Here’s a riddle: What has five letters, sits close to the heart and keeps human beings safer than most security tools on the market? The answer: Your veins.
Vein recognition has emerged as one of the hottest ways to combat the security challenges associated with existing facial recognition technologies. A number of negative cases around facial recognition have been in the news — identical twins fooling Face ID and a 10-year-old son unlocking his mother’s mobile phone.
So what makes vein recognition different?
Let’s look at Apple’s approach to looking at the facial vein structure in the patent it filed earlier this year for the technology around the Apple Watch. The company’s strategy brought much-needed innovation to physiological biometrics regarding both ease of adoption and increased security.
Put simply, Face ID devices already use infrared light. And infrared light has proven suitable for vein detection. Therefore, extending Face ID to facial veins will not need substantial hardware changes.
In comparison, the hardware changes that come with other devices that aren’t already using infrared technology bring a new spectrum of risks for the device makers. For example, unexpected behavior could arise and affect usability. Remember the Samsung Galaxy Fold debacle? Not only was the product itself defective, but Samsung’s brand reputation was also defaced as users took to social media and the CEO admitted embarrassment. While not all hardware changes are as big as adding foldable displays, they do come with some risk and there are no online updates for hardware.
The adoption of fundamental changes takes time and likely even multiple device generations to get it entirely right. Even smaller, more slight hardware modifications that the hardware makers could add in less time still need to wait until the next device model, making Apple’s Face ID devices the clear approach for seamless ease of adoption.
Now let’s talk security. When it comes to facial recognition, many consumers are concerned with the twin-attack and the technology’s overall security. However, more considerable risks exist: consider presentation attacks like this one where researchers cracked Face ID with a composite mask of 3-D-printed plastic, silicone, makeup, and simple paper cutouts, the combination of which tricked an iPhone X into unlocking. In practice, these presentation attacks are much more relevant than the twin-attack. Only a few people have such twins and twins are statistically unlikely to attack their parents or anyone else. Don’t get me wrong, even presentation attacks are hard to run as the attacker first has to get access to a phone. And getting access to the phones of other people doesn’t really scale. In other words, we have seen billions of passwords stolen, but not billions of stolen phones.
Facial vein detection has the potential to improve the presentation attack protection significantly because while it’s possible to print facial images and even face masks today, it’s not easy to print the correct infrared-light detectable vein structure. First, images on Facebook don’t expose a person’s infrared vein structure and second, it’s not possible to print the structure with typical hardware such that it looks similar when looking at the infrared picture of it.

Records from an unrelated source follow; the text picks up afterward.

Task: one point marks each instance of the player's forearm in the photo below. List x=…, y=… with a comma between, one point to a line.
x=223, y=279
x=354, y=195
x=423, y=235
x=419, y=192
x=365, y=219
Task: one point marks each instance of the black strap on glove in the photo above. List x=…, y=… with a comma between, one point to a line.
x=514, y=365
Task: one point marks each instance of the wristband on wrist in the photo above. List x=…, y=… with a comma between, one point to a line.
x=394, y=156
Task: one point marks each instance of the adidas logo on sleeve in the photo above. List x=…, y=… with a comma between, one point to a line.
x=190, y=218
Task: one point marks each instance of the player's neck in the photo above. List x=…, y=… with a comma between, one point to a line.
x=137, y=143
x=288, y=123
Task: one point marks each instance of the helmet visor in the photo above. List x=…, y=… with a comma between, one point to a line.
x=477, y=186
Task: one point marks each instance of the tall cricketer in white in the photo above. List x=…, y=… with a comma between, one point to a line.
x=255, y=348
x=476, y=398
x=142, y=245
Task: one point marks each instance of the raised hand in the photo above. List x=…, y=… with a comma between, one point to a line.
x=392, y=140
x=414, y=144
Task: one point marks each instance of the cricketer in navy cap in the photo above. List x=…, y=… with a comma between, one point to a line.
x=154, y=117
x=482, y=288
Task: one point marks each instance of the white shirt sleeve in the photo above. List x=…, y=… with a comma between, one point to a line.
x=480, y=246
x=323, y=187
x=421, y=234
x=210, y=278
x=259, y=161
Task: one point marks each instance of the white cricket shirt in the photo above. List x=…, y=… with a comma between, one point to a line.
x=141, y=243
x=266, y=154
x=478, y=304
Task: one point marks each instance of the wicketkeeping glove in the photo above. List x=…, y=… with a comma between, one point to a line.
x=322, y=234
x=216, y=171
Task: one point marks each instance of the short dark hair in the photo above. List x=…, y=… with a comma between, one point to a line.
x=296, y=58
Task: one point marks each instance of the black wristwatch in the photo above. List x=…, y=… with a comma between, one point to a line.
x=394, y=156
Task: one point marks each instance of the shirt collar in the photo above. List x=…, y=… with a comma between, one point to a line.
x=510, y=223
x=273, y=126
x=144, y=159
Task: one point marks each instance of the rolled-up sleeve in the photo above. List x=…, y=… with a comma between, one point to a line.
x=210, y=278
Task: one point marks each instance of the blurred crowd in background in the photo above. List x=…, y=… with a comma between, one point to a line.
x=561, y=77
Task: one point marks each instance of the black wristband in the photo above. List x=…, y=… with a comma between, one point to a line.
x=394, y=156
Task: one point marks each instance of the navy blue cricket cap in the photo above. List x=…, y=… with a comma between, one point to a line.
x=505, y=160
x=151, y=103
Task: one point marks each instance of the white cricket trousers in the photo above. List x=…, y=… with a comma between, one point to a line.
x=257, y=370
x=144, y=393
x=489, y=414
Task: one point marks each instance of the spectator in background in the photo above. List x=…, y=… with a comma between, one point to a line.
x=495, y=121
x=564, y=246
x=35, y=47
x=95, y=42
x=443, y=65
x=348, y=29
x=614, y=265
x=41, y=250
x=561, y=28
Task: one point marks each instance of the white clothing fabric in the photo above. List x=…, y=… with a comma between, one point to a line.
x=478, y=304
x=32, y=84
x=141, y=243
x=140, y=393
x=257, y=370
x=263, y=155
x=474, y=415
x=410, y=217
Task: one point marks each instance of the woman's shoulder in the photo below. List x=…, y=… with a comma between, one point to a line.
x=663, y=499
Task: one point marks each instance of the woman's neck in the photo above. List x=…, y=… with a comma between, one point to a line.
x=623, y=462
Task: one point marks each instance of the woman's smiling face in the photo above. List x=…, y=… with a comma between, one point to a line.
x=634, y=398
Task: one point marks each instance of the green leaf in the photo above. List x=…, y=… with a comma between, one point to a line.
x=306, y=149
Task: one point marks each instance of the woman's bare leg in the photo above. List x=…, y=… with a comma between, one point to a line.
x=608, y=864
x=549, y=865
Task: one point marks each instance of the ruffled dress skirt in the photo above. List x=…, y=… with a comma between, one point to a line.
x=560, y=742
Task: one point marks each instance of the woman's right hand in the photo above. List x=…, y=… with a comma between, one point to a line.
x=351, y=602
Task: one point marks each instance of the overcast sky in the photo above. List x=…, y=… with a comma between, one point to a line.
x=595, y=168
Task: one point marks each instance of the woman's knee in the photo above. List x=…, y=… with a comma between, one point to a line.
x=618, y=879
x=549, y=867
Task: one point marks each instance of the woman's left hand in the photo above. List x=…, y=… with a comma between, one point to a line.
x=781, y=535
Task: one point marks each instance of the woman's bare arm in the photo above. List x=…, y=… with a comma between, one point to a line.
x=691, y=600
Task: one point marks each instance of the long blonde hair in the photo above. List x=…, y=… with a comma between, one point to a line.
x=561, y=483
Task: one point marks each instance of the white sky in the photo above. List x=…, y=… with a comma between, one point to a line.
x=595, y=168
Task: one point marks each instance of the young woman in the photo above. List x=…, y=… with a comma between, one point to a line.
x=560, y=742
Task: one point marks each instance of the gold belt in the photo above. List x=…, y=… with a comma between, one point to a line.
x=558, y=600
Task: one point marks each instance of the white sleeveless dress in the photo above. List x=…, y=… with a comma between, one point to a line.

But how can we leverage these new and improved modalities in the market quickly and easily? With FIDO authentication, the right abstraction layers are in place to introduce new modalities and get instant interoperability with apps and server-side authentication infrastructure. This makes the adoption of new biometric methods faster and fosters innovation.
Furthermore, getting such facial vein-based authenticator FIDO certified – including the biometrics – lets relying parties understand the improved security level. It’s another advantage from meeting the FIDO Alliance requirements for presentation attack protection. The Alliance will likely make these requirements more strict over time, further helping to combat both presentation attacks, as well as a wide array of other scalable attacks.
Very similar to scalable business models, scalable attacks come with a negligible variable cost, and digital technology gets misused and reaches millions of victims. There have been countless attacks to steal passwords from servers, and the magnitude of these incidents boils down to a few considerations.
First, with these scalable attacks, the attackers are potentially located anywhere in the world and still affect the victim. Second, there’s not only one person affected, but millions or even hundreds of millions. As a result, there’s a significant global damage, to say the least.
Stealing passwords from servers is just one example. Remotely attacking lots of user devices for stealing credentials, misusing credentials on a device, or misusing authenticated sessions are other examples of scalable attacks.
Beyond this, vein recognition can also protect against targeted physical attacks — a noticeable security concern given that out of the 55.5 million smartphones in the UK in 2018, 329,000 were stolen. While these attacks are less scalable given the cost and effort required to steal a single device, it’s still a substantial problem, and therefore consumers still seek protection against such cases.
The FIDO Alliance runs an Authenticator Certification program to combat this issue that supports multiple security levels. Level 1 and 1+ focus on attacks via malware. Levels 2 and 2+ add some protection against physical attacks, and Level 3 and 3+ adds substantial protection against physical attacks. For example, Level 3 and 3+ offer protection against extracting secrets from stolen devices taken into labs for “decapping” the chips to extract the secrets.
In conjunction with the security running through people’s veins, professionals and consumers alike can take advantage of the smartest, easiest combination of security protocols to protect themselves and their assets. While actual products with vein biometrics are several months, if not years away, the technology shows great promise. When in doubt: trust what’s in your blood.